原始链接: https://techcrunch.com/2024/08/26/anthropic-publishes-the-system-prompt-that-makes-claude-tick/

人工智能 (AI)，例如生成式预训练 Transformer-4 (GPT-4)，不具备类人智能或个性。相反，它们通过分析数据中的模式来预测可能的后续单词来生成文本。 OpenAI 和 Anthropic 等供应商使用“系统提示”来塑造这些人工智能模型的行为并指导他们的反应。

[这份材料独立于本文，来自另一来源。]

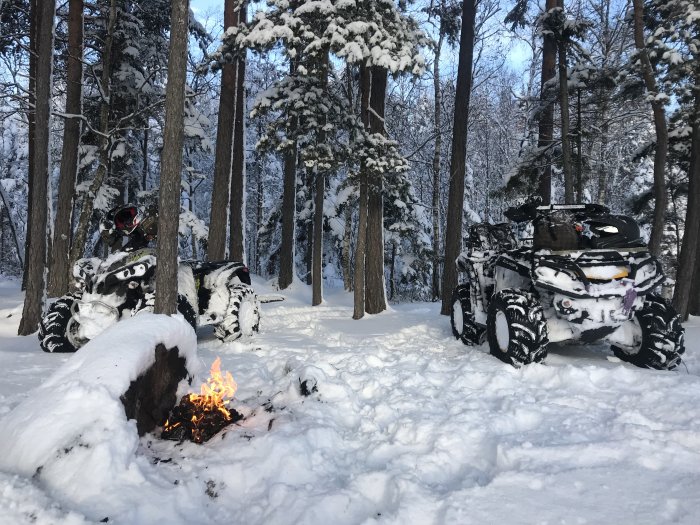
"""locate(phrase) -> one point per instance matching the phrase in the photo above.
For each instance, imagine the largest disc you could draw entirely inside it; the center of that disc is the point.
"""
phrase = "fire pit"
(199, 417)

这些提示可能会详细说明特定的特征和界限，例如，指定礼貌但避免道歉，或限制能力，例如不打开 URL 或识别面孔。系统提示通常是保密的，可能是出于竞争问题以及保持对人工智能行为的控制。然而，Anthropic 最近通过 Claude iOS 和 Android 应用程序以及在线透露了其三款最新型号的系统提示 - Claude 3 Opus、Claude 3.5 Sonnet 和 Claude 3 Haiku。随着 Anthropic 完善和调整其系统提示，这种走向透明的举措可能会成为标准做法。 7 月 12 日的系统提示澄清了限制：例如，克劳德无法打开 URL 或执行面部识别。此外，提示定义了某些特征和特征，鼓励模型体现求知欲，参与各种主题的讨论，谨慎处理敏感主题，并避免以“当然”或“绝对”等强烈肯定来开始回答。这种人工编写的角色分析让人联想到人工智能仅仅作为满足用户对话需求的工具，而不是独立的实体。然而，如果没有明确的人类指导，这些模型基本上仍然不成形，而是根据预定义的指令运行。随着 Anthropic 发布详细的系统提示变化（这对于重要的人工智能提供商来说是一个新颖的步骤），它为提高行业透明度树立了先例，并对其他人施加了披露类似信息的竞争压力。这一战略是否会成功还有待观察。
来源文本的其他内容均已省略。